Gene therapy helps teens with rare genetic disorder


Gene therapy has dramatically improved the conditions of two bedridden teens suffering from a rare disease, Jichi Medical University said Tuesday.

The Tochigi Prefecture-based university said that the finding could lead to the development of treatment for other rare neurological diseases.

The two teens have a deficiency in an enzyme called aromatic L-amino acid decarboxylase (AADC), which is necessary to produce the neurotransmitter dopamine. Patients with AADC deficiency, which emerges within a month after birth, have only minimal motor skills.

There are only six patients diagnosed with the disease in Japan. Patients suffer from repeated seizures and become bedridden before they can hold their heads up. There has not been an effective treatment so far.

In June and July, the university administered an adenovirus containing the AADC gene to four places in the brains of a 15-year-old boy and his 12-year-old sister.

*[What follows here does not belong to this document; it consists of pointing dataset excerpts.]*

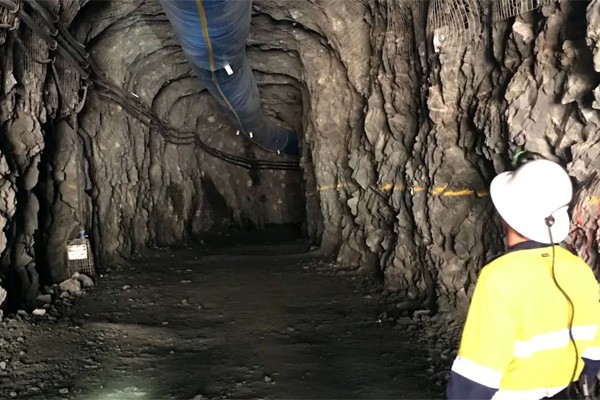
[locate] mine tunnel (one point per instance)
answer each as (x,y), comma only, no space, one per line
(270,198)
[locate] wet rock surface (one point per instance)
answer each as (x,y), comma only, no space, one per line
(237,323)
(406,114)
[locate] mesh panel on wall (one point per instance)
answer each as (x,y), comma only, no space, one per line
(505,9)
(80,258)
(460,20)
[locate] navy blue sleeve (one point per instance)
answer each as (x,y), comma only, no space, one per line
(461,388)
(591,368)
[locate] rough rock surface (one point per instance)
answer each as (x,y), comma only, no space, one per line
(407,112)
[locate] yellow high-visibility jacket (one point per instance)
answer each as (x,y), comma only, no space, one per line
(516,341)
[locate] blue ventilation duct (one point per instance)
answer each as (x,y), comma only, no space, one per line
(213,36)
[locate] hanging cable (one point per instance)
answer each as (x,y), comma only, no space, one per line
(59,39)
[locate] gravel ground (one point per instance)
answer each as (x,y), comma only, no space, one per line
(243,322)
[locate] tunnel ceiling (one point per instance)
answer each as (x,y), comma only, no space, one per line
(406,110)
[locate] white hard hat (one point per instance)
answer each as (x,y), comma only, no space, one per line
(535,191)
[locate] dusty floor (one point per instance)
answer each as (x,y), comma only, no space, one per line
(238,323)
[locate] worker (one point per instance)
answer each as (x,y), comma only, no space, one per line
(533,324)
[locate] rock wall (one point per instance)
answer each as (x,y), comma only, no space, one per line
(424,114)
(407,110)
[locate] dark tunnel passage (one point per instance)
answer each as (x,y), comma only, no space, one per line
(293,204)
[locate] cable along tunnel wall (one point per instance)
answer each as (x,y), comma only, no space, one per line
(401,141)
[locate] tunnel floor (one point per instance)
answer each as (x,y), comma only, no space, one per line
(243,322)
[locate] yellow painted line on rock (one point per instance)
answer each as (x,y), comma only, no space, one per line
(436,191)
(592,201)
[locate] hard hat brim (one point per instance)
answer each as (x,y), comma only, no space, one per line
(527,222)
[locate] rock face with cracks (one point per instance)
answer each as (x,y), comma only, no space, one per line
(406,113)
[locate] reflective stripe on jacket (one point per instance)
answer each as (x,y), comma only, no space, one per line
(516,342)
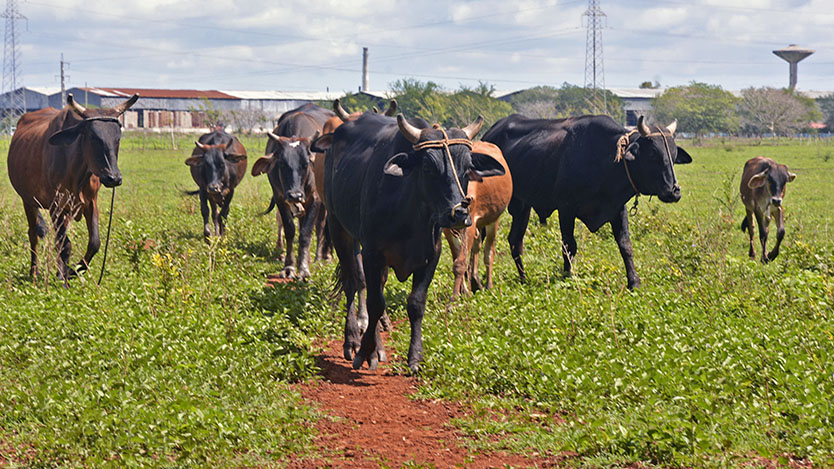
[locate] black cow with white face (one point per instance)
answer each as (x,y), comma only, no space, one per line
(390,186)
(588,168)
(218,163)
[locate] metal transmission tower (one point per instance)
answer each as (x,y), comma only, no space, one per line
(12,65)
(595,21)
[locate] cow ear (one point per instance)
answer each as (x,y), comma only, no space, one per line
(757,180)
(193,160)
(263,165)
(321,144)
(683,157)
(234,150)
(484,165)
(399,164)
(632,149)
(66,136)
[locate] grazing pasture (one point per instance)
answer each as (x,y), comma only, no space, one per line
(183,357)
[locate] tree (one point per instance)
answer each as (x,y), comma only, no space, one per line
(700,108)
(569,100)
(775,111)
(826,105)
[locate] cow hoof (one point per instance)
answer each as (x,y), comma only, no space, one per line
(385,323)
(288,272)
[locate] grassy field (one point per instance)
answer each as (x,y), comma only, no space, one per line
(182,357)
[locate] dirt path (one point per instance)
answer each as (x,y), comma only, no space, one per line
(374,422)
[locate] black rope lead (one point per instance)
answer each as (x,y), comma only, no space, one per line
(107,242)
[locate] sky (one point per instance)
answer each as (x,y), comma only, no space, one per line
(316,45)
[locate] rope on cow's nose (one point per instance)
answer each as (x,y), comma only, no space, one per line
(107,241)
(444,143)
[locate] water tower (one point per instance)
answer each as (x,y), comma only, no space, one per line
(793,54)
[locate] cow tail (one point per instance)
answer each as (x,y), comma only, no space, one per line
(40,228)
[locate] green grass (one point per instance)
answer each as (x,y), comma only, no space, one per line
(182,357)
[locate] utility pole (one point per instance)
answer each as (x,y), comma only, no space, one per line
(594,71)
(13,65)
(63,77)
(366,76)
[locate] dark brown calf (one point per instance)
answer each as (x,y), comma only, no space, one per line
(218,163)
(762,190)
(57,161)
(490,197)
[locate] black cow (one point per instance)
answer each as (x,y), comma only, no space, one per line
(586,167)
(290,172)
(391,187)
(218,163)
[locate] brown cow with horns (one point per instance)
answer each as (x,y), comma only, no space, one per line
(58,160)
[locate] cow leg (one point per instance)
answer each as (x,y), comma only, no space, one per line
(619,225)
(344,246)
(421,279)
(215,222)
(60,221)
(763,222)
(323,245)
(459,247)
(279,243)
(489,252)
(289,233)
(472,240)
(94,241)
(305,238)
(224,212)
(780,234)
(748,220)
(372,350)
(37,229)
(521,217)
(567,223)
(204,211)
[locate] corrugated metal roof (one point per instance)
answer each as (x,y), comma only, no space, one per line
(159,93)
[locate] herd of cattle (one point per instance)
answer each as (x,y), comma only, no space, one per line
(380,190)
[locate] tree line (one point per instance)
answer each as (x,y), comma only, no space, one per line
(701,109)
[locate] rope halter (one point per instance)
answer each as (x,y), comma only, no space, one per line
(444,143)
(622,145)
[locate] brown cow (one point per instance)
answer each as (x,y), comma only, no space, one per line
(342,116)
(57,161)
(489,198)
(218,163)
(762,190)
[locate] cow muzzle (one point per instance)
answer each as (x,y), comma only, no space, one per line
(111,180)
(672,196)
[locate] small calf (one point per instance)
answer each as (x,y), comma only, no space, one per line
(762,190)
(489,199)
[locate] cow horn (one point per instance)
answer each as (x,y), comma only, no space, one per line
(409,131)
(472,129)
(79,109)
(392,108)
(642,127)
(121,108)
(339,110)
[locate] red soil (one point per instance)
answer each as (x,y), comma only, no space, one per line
(373,422)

After two months, the siblings no longer suffered from seizures and were able to sit up with help. Their facial expression became calmer. The sister is now able to roll over in bed and take off her socks by herself. She has even started learning to walk.

“We had hoped it would stop the agonizing seizures, which were unbearable to watch. But the result of the treatment was beyond that, and we are surprised,” said their parents in a statement.

Jichi Medical University said there may be similar patients who have been wrongly diagnosed with cerebral palsy, and called on possible parents of such children to seek medical attention at a proper institution.

The university is also conducting clinical research on gene therapy for Parkinson’s disease, which also causes low AADC.